I use udp mode is ok, but vxlan mode is fail: I0525 17:49:17.972309 13374 local_manager.go:179] Picking subnet in range 10.1.1.0 ... 10.1.255.0 I0525 17:49:18.014720 13374 manager.go:246] Lease acquired: 10.1.37.0/24 I0525 17:49:18.015534 13374 network.go:58] Watching for L3 misses I0525 17:49:18.015737 13374 network.go:66] Watching for new subnet leases I0525 17:55:08.039796 13374 network.go:153] Handling initial subnet events I0525 17:55:08.039914 13374 device.go:159] calling GetL2List() dev.link.Index: 45 I0525 17:55:08.040156 13374 device.go:164] calling NeighAdd: 192.168.2.110, fe:da:99:67:06:a7 I0525 18:02:34.727390 13374 network.go:225] L3 miss: 10.1.42.2 I0525 18:02:34.727728 13374 device.go:187] calling NeighSet: 10.1.42.2, fe:da:99:67:06:a7 I0525 18:02:34.728465 13374 network.go:236] AddL3 succeeded I0525 18:03:09.456014 13374 network.go:220] Ignoring not a miss: fe:da:99:67:06:a7, 10.1.42.2

wanghl@wanghl-vm:~/mygo/src/github.com/coreos/flannel/bin$ lsmod |grep vxlan vxlan 37619 0 ip_tunnel 23768 1 vxlan

my system: Linux wanghl-vm 3.13.0-24-generic #46-Ubuntu SMP Thu Apr 10 19:11:08 UTC 2014 x86_64 x86_64 x86_64 GNU/Linux (vmware)

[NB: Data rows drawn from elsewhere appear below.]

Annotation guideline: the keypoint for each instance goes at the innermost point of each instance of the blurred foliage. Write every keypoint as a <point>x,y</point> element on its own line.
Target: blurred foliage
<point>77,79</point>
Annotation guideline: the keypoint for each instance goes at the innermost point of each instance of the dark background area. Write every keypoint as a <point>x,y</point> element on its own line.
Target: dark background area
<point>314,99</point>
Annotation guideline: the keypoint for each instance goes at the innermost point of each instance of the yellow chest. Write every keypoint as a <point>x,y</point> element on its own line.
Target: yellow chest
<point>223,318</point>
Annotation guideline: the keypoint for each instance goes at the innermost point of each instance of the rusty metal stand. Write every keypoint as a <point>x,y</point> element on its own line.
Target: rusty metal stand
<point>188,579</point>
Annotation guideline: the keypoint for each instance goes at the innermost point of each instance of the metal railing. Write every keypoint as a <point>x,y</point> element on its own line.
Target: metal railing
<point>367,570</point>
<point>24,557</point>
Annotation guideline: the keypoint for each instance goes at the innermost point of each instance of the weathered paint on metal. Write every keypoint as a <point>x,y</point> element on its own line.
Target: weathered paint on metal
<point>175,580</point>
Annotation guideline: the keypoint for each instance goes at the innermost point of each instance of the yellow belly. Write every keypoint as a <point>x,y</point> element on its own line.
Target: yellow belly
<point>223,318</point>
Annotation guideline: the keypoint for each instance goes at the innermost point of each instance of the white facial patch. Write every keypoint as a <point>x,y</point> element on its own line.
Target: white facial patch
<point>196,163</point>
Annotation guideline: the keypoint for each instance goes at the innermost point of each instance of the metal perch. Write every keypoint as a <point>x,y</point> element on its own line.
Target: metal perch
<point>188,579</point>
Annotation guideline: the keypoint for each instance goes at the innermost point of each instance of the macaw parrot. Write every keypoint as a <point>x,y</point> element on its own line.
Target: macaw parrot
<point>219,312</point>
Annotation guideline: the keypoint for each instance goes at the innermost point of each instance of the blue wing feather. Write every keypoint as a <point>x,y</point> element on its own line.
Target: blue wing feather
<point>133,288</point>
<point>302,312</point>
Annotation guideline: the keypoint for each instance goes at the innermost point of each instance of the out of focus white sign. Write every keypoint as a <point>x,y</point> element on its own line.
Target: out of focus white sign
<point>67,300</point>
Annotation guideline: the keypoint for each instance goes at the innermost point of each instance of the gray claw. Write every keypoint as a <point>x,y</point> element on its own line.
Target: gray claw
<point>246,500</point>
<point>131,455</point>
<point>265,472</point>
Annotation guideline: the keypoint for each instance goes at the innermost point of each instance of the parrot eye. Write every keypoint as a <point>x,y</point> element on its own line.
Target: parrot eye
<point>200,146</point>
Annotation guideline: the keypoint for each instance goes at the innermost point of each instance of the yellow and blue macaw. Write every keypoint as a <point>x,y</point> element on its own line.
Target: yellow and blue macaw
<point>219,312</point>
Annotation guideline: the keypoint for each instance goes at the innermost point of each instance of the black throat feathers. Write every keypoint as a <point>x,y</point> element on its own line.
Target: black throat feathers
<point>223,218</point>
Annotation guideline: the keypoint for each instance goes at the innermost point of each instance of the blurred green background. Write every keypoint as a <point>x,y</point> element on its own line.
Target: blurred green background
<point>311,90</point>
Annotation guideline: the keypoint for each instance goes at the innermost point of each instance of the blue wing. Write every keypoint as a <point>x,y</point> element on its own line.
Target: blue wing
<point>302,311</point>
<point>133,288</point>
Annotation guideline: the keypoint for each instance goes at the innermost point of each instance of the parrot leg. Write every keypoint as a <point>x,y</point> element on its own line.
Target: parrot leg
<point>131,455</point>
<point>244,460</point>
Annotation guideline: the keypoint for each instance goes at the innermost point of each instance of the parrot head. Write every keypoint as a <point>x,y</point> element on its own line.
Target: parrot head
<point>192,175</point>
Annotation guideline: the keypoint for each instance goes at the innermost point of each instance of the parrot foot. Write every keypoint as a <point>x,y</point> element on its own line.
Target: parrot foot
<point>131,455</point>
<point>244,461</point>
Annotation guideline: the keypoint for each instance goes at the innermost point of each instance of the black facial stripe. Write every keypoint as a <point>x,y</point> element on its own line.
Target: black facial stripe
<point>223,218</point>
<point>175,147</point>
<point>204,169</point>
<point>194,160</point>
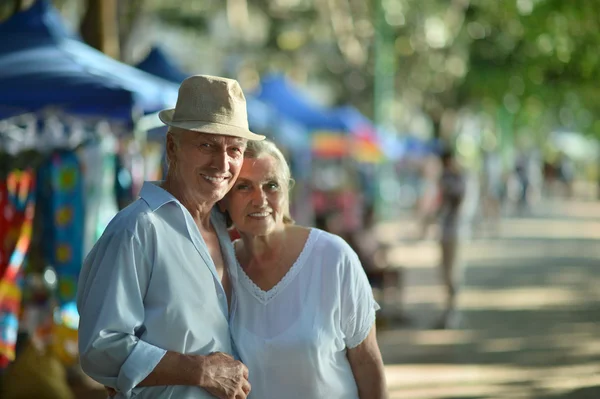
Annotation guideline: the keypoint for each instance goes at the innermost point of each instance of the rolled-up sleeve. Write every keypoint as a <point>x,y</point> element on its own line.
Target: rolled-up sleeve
<point>110,300</point>
<point>358,304</point>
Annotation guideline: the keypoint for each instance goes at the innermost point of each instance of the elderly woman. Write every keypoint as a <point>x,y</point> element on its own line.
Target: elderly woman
<point>302,311</point>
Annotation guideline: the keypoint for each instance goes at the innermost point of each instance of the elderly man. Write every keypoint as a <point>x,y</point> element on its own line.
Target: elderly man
<point>154,314</point>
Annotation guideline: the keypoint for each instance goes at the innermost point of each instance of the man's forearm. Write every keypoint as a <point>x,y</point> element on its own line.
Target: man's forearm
<point>175,369</point>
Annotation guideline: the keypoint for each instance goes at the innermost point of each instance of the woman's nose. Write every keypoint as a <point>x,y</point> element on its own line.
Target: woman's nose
<point>259,198</point>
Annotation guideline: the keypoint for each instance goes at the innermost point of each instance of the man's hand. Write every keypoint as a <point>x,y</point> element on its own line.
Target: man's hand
<point>224,377</point>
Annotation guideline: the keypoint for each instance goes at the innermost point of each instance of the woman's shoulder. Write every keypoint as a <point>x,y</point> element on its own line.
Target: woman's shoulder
<point>331,244</point>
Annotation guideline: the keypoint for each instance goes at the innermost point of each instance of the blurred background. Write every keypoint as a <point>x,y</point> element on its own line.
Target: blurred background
<point>363,97</point>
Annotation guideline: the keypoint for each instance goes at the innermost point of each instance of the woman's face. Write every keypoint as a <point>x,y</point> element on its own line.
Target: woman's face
<point>257,201</point>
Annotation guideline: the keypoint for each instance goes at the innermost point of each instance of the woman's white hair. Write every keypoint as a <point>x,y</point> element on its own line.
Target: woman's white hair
<point>258,149</point>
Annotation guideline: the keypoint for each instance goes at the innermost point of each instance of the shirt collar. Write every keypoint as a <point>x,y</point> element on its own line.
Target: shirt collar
<point>154,195</point>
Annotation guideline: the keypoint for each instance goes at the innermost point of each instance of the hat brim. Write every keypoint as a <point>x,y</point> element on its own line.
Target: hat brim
<point>166,116</point>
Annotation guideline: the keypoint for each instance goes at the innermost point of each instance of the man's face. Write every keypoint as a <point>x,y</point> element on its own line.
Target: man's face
<point>205,165</point>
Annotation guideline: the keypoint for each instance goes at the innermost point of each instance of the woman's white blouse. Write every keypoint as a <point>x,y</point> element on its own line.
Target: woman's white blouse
<point>294,337</point>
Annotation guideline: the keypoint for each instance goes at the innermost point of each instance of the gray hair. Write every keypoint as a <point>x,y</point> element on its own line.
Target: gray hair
<point>258,149</point>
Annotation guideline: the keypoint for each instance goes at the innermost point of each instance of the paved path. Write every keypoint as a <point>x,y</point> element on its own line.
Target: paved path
<point>529,313</point>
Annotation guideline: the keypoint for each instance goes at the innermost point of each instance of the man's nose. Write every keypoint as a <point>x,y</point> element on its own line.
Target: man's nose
<point>220,161</point>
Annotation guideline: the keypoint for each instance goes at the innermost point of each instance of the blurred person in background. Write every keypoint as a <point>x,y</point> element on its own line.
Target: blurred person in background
<point>153,310</point>
<point>452,187</point>
<point>492,191</point>
<point>429,196</point>
<point>303,313</point>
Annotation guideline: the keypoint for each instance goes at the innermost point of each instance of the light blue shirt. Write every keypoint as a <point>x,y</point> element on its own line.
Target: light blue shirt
<point>147,287</point>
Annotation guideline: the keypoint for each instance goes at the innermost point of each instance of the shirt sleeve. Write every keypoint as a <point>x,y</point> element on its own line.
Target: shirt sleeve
<point>112,285</point>
<point>358,306</point>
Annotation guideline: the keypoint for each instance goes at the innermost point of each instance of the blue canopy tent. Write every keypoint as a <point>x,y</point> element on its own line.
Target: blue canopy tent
<point>280,94</point>
<point>159,64</point>
<point>43,64</point>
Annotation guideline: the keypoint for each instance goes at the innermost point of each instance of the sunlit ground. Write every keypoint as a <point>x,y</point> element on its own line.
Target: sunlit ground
<point>529,311</point>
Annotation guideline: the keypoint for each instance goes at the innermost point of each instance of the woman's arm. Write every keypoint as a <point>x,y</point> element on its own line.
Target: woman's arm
<point>367,367</point>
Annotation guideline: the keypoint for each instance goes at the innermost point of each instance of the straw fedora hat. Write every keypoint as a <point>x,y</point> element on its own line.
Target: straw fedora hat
<point>210,104</point>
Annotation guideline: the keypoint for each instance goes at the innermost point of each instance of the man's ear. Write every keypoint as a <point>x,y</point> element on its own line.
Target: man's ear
<point>171,146</point>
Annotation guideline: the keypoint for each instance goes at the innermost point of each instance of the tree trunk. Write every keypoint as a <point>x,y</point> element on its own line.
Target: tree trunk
<point>99,26</point>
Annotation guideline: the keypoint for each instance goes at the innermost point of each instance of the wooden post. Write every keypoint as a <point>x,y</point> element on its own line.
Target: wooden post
<point>100,26</point>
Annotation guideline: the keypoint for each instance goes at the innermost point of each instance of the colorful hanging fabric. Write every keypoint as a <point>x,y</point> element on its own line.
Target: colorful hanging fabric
<point>17,207</point>
<point>62,207</point>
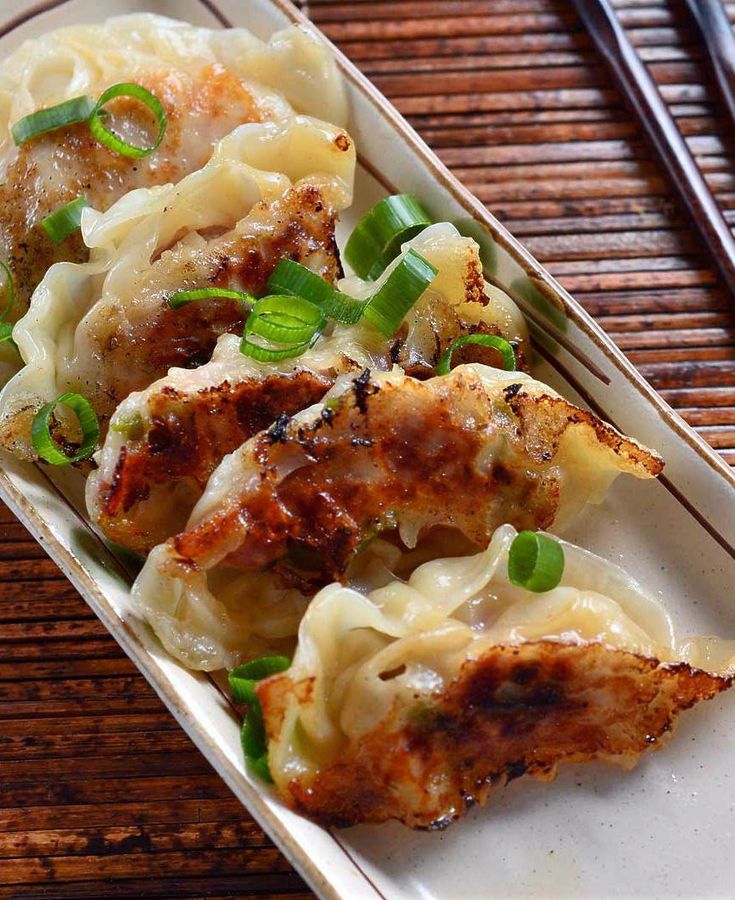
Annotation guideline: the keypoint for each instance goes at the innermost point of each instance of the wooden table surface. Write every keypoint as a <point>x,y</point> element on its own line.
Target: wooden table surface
<point>101,793</point>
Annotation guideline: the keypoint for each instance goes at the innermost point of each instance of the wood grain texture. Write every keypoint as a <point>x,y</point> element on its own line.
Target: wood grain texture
<point>101,793</point>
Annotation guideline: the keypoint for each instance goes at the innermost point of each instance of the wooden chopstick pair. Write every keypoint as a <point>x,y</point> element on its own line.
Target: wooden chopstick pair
<point>640,90</point>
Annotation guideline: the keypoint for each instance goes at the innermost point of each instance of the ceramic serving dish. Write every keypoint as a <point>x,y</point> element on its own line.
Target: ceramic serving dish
<point>665,829</point>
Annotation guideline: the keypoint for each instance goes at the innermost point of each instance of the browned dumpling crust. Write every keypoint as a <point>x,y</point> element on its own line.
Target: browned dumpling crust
<point>466,451</point>
<point>516,710</point>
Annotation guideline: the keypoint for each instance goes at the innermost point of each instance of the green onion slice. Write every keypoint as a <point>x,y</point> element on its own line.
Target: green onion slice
<point>65,220</point>
<point>244,678</point>
<point>107,137</point>
<point>6,334</point>
<point>504,347</point>
<point>292,322</point>
<point>285,319</point>
<point>377,238</point>
<point>290,277</point>
<point>405,284</point>
<point>252,735</point>
<point>273,354</point>
<point>44,443</point>
<point>181,298</point>
<point>79,109</point>
<point>535,562</point>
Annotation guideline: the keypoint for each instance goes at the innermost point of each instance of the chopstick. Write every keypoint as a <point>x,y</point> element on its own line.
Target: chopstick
<point>716,31</point>
<point>639,89</point>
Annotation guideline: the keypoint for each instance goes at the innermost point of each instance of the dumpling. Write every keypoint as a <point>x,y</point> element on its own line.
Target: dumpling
<point>388,453</point>
<point>208,80</point>
<point>413,700</point>
<point>105,328</point>
<point>297,502</point>
<point>459,301</point>
<point>166,441</point>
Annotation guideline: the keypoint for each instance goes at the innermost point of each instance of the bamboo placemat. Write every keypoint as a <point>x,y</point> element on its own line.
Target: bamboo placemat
<point>101,793</point>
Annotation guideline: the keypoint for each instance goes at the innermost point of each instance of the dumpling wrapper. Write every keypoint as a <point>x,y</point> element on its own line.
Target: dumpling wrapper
<point>467,451</point>
<point>209,81</point>
<point>166,441</point>
<point>385,451</point>
<point>105,328</point>
<point>413,700</point>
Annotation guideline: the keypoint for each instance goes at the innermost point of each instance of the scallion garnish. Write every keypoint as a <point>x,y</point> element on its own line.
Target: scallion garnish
<point>6,328</point>
<point>403,287</point>
<point>286,320</point>
<point>252,735</point>
<point>244,678</point>
<point>377,238</point>
<point>535,562</point>
<point>292,322</point>
<point>79,109</point>
<point>505,348</point>
<point>65,220</point>
<point>44,443</point>
<point>290,277</point>
<point>181,298</point>
<point>107,137</point>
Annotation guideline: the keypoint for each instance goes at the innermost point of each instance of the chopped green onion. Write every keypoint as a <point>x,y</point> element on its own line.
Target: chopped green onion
<point>377,238</point>
<point>285,319</point>
<point>535,562</point>
<point>6,334</point>
<point>113,141</point>
<point>290,277</point>
<point>505,348</point>
<point>294,322</point>
<point>79,109</point>
<point>403,287</point>
<point>344,309</point>
<point>65,220</point>
<point>181,298</point>
<point>274,354</point>
<point>252,735</point>
<point>244,678</point>
<point>44,443</point>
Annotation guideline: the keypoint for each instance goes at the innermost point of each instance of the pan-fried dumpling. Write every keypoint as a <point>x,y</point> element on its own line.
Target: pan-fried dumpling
<point>208,80</point>
<point>164,442</point>
<point>465,450</point>
<point>105,328</point>
<point>388,453</point>
<point>459,301</point>
<point>413,700</point>
<point>167,440</point>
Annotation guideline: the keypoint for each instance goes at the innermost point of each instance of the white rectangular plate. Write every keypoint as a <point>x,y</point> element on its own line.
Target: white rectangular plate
<point>667,828</point>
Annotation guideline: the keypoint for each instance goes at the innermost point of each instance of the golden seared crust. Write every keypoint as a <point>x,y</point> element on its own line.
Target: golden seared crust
<point>515,710</point>
<point>185,439</point>
<point>298,226</point>
<point>389,451</point>
<point>546,420</point>
<point>57,167</point>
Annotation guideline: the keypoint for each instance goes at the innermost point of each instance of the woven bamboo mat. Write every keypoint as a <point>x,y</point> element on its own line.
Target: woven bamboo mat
<point>101,793</point>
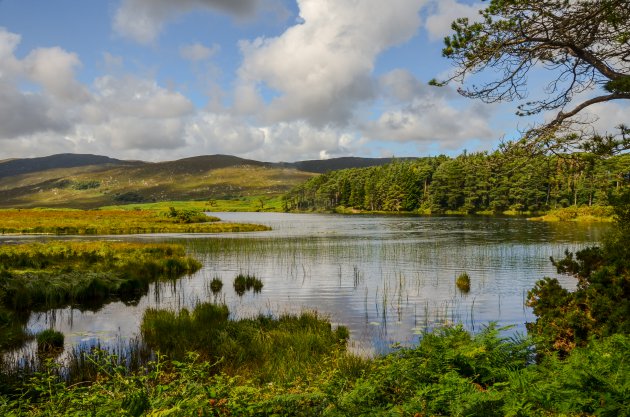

ghost commented 8 years ago

I test vxlan on ubuntu 14.04(vmware) kernel 3.19 success

xidui commented 8 years ago

@JoshuaAndrew

xidui@kubernetes-slave-2:~$ lsmod
Module                  Size  Used by

The linode machine is empty.

xidui commented 8 years ago

I finally solved this issue by reinstall the kernel in linode machine. Guided by this link: https://www.linode.com/docs/tools-reference/custom-kernels-distros/run-a-distribution-supplied-kernel-with-kvm

xidui commented 8 years ago

Thanks all! You helped me a lot.

uschtwill commented 8 years ago

Thanks @xidui. I had to install a generic kernel, because my hosting provider's custom kernel didn't like vxlan.